A widely ridiculed Japanese government idea to entice Tokyo women to marry rural men by offering cash payouts and train tickets to matchmaking events has been scrapped, officials said Friday.
Bureaucrats had envisioned payments of up to 600,000 yen ($4,140) for women who married and settled outside Tokyo as part of efforts to narrow a gaping gender gap in rural areas, local media reported.
Hanako Jimi, the state minister for regional renewal, said on Friday she had instructed officials to “review” the plan and insisted reports about the size of the payments were “not true”.
Media leaks about the scheme this week drew derision on social media, where critics saw it as typical in a country where men dominate politics and other fields, more so than in any other major industrialized economy.
“Did they think that independent, motivated and educated women in the city would think, ‘What?’ If I marry a local man and move to a rural area, I get 600,000 yen! I’ll do it!’? … Are they serious?” remarked one user on X.

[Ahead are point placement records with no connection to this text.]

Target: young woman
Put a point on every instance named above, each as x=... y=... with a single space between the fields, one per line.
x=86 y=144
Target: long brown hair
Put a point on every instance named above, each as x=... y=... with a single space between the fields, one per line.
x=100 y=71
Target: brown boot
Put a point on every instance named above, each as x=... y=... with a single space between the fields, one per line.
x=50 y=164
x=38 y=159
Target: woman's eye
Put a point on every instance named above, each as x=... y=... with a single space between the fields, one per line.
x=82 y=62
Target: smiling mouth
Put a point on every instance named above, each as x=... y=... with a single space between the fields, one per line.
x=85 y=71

Another said: “Do they still not get it? This is something people who see women as valuable only if they give birth would figure it out.”

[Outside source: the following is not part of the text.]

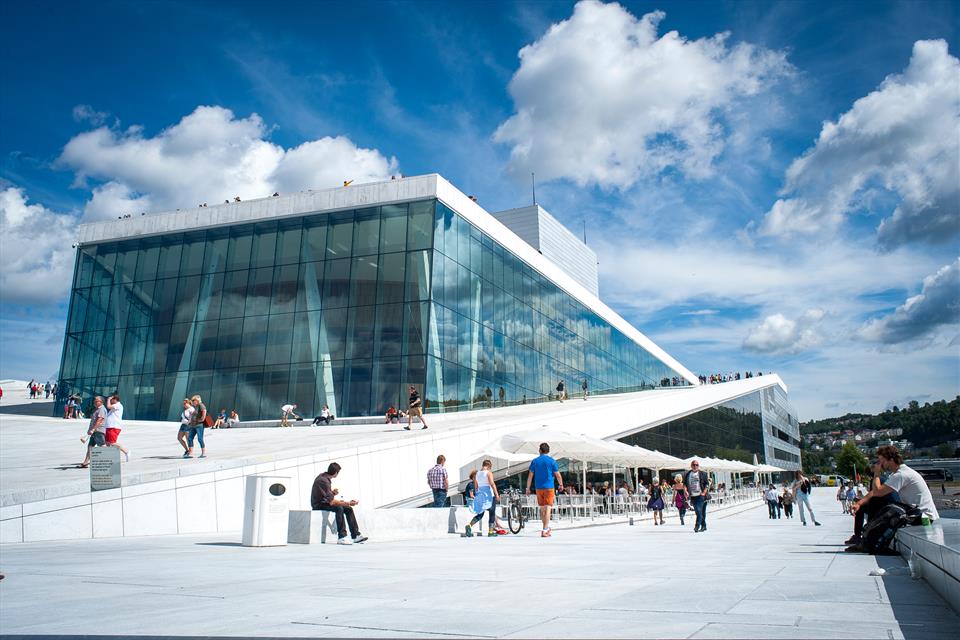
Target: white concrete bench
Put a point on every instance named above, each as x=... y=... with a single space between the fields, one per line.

Many rural areas in the world’s fourth largest economy are facing a depopulation crisis, with some small towns barely having any – or even zero – children.
One reason is that more young women than young men are leaving the villages and small towns they grew up in and moving to big cities, especially Tokyo, for better opportunities for higher education and work.
More than 40 percent of Japanese municipalities are at risk of disappearing because of the expected decline in the number of women in their 20s and 30s, a study by a panel of private sector experts suggested in April.